You want to determine whether a new gasoline additive has an effect on gas mileage. If the known gas mileage for this specific class of cars is 25 miles per gallon (mpg), the hypotheses for this study are H0: μ = 25 and HA: μ ≠ 25.
The results show that the mean of the 35-car sample is 23.657. But the mean miles per gallon of all cars of this type (μ) might still be 25. You need to know whether there is enough sample evidence to reject H0. The most common way is to compare the p-value to the significance level, α (alpha). α is the probability of rejecting H0 when H0 is true. In this case, that’s the probability of concluding that the population mean is not 25 mpg, when in fact it is.
The p-value is a measure of the strength of the evidence in your data against H0. Usually, the smaller the p-value, the stronger the sample evidence is for rejecting H0. More specifically, the p-value is the smallest value of α that results in the rejection of H0. For any value of p-value > α, you fail to reject H0, and for any value of p-value α, you reject H0.
In our t-test example, the test statistic is a function of the mean, and the p-value is .026. This indicates that 2.6% of the samples of size 35, drawn from the population where μ = 25, will produce a mean that provides as strong (or stronger) evidence as the current sample that μ is not equal to 25. Ask yourself which is more likely: that μ = 25 and you just happened to select a very unusual sample; or that μ is not equal to 25?
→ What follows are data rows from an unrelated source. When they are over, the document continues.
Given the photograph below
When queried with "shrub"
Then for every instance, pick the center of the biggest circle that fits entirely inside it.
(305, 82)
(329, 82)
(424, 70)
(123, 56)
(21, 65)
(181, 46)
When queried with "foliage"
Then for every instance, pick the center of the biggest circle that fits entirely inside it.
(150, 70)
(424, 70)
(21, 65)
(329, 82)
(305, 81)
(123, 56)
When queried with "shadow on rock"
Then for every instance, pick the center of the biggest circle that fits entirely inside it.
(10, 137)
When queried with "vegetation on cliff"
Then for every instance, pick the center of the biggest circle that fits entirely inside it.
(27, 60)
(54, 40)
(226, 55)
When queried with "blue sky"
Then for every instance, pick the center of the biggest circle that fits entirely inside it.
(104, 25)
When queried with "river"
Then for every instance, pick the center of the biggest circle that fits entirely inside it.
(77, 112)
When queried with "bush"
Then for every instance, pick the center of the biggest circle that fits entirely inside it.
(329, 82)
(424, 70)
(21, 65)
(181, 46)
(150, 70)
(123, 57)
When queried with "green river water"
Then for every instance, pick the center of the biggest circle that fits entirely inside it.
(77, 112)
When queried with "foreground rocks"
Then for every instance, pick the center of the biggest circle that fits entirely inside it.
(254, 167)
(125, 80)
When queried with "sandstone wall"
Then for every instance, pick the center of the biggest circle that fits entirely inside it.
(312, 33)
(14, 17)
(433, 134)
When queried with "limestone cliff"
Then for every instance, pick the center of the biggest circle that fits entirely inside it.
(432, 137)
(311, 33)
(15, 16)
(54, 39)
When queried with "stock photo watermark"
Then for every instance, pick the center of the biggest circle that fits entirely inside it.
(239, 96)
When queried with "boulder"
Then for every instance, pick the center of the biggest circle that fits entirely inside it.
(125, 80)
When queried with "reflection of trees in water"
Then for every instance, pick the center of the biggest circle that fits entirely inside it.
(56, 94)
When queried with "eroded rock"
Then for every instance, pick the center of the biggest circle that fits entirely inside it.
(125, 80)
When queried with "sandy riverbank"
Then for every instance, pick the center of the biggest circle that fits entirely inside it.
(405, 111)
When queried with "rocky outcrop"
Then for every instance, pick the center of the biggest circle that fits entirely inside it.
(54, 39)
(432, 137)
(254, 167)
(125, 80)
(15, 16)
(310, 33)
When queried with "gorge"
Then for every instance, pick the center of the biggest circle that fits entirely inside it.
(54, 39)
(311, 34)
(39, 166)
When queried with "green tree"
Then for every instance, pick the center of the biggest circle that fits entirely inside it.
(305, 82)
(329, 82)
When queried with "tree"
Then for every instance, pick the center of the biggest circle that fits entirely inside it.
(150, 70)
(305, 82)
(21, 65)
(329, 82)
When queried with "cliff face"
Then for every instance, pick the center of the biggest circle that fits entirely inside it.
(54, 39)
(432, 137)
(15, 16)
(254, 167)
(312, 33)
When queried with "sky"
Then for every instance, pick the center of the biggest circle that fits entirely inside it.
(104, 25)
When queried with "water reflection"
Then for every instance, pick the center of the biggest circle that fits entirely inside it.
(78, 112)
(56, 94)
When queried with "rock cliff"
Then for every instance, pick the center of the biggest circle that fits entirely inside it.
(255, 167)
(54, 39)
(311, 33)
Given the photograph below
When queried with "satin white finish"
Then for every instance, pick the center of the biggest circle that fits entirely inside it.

The p-value is traditionally compared to α values of less than .05 or .01, depending on the field of study. Check journal topics in your field for acceptable values.
In our example, let’s assume a .05 value of α. The p-value of .026 indicates that the mean miles per gallon of all cars of this type (not only the mean of the 35 cars in the study) is probably not equal to 25. A more statistically correct way to state this is “at a significance level of .05, the mean miles per gallon seems to be significantly different from 25.”
Using p-values, then, is simple if you know two key facts: the values of α that are acceptable in your field, and the null and alternative hypotheses for the tests you are using.